Jess Weixler is extraordinary in the lead, playing Dawn with a genuine sweetness that makes the film’s escalating dark comedy land properly. The men in Dawn’s life range from negligent to predatory to outright dangerous, and the film is precise about this without ever becoming a lecture. It knows it is operating in exploitation territory and is entirely comfortable there, which is part of what makes it work. Teeth is funny, horrifying, and genuinely angry, and it uses its outrageous premise to say something serious about bodily autonomy and the violence done to young women under the guise of protection. It is not a subtle movie, but at no time was it was it trying to be.
Jennifer’s Body (2009)
Karyn Kusama’s film was mismarketed on release, sold as a horror film for teenage boys when it is actually a horror film about what teenage boys do to girls, and specifically about what fame and appetite and the performance of desirability can do to a female friendship.
The detail that tends to get lost in discussions of the film is how good Amanda Seyfried is as Needy, Jennifer’s best friend and the film’s actual protagonist. The central relationship is a specific and recognisable dynamic, the brilliant, overlooked girl in orbit around the magnetic one, and the film understands that this kind of friendship has its own complicated power structure long before the demon possession starts. Megan Fox is genuinely excellent, Diablo Cody’s script is considerably smarter than its detractors claimed, and the film’s critical rehabilitation is now well underway. Watch it again if you wrote it off, it holds up. There’s been talk of a sequel for years, but currently looks no closer to actually happening.
Raw (2016)
Julia Ducournau’s debut feature follows Justine, a committed vegetarian who arrives at veterinary school, goes through a hazing ritual, eats meat for the first time, and discovers something deeply alarming about her own appetites. Raw is the most sophisticated film on this list, a genuinely disturbing piece of work that uses cannibalism as a metaphor for desire, for the terror of becoming an adult with wants you cannot fully account for. It is also, for a film about eating people, surprisingly moving.
The through line across all of these films is not the blood, or the high school corridors, or the specific mechanics of whatever supernatural device is doing the work. It is something more uncomfortable than that. It is the feeling of being stranded inside a body and a social world that are both mutating faster than you can process, surrounded by people who are either oblivious or making it actively worse, with no reliable way to know whether any of what you are experiencing is normal. It probably is. It does not feel like it. Horror is the only genre that takes that feeling seriously instead of resolving it.

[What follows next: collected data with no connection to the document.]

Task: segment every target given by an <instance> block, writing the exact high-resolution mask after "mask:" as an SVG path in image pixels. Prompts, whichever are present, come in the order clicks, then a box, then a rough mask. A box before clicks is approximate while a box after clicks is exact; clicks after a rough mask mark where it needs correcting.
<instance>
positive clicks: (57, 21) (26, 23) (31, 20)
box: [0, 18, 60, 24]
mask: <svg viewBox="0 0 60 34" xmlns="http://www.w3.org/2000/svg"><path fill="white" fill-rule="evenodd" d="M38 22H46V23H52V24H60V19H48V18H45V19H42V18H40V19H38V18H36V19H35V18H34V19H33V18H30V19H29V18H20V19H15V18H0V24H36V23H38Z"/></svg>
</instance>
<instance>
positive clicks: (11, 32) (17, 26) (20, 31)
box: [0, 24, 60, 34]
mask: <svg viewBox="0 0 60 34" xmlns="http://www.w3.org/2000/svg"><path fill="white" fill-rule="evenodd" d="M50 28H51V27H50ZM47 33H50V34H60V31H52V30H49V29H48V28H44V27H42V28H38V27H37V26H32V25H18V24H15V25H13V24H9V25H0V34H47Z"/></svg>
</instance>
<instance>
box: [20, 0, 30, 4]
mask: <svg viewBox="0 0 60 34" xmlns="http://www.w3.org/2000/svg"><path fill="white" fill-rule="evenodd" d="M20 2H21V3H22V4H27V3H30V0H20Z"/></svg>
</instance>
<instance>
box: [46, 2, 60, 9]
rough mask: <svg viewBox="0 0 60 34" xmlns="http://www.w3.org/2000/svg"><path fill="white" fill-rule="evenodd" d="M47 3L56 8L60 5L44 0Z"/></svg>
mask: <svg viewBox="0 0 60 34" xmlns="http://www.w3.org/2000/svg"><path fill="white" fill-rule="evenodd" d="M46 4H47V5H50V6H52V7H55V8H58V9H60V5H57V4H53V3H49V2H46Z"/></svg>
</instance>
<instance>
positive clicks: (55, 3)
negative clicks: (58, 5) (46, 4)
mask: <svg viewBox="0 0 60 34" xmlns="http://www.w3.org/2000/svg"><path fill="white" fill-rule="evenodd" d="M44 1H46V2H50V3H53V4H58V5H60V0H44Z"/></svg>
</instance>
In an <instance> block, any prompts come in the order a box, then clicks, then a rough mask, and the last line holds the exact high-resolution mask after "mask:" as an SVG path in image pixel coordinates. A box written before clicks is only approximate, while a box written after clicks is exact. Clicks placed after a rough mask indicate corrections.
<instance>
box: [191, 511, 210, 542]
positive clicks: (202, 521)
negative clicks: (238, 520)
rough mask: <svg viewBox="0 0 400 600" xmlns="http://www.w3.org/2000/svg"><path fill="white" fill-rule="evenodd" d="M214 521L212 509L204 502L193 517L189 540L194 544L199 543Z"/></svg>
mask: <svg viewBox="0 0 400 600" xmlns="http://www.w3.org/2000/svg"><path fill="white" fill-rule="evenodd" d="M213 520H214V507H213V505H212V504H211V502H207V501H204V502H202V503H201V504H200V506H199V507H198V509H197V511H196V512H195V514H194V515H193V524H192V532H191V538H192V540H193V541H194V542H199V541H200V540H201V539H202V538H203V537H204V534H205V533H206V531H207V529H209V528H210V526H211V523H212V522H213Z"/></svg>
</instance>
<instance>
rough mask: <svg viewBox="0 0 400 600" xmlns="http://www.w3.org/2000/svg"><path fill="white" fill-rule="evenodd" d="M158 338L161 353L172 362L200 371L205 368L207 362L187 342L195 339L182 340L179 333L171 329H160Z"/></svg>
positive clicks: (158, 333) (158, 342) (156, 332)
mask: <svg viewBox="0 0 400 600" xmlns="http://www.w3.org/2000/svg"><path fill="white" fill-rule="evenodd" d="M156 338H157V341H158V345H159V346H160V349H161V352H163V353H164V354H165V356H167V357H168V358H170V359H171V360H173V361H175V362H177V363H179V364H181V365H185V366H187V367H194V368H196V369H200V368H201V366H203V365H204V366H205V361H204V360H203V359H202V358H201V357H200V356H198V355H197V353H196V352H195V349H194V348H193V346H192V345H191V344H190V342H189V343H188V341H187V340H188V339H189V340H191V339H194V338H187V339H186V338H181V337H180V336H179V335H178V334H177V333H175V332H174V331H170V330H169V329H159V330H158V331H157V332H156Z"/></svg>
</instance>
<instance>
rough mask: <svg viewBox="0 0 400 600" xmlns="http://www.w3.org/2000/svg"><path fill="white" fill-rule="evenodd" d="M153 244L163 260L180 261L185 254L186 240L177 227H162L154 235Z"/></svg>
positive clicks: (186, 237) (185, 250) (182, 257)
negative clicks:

Coralie Fargeat’s The Substance (2024) is worth mentioning here even though it sits outside the teenage frame, following a TV presenter, played by Demi Moore in a performance that earned her an Oscar nomination, whose body becomes a site of violent competition between who she is and who the world insists she should be. While it doesn’t belong on this list, it does belong on the sequel list, the one about what happens when everything described above does not, as you were promised it would, go away when you turn twenty.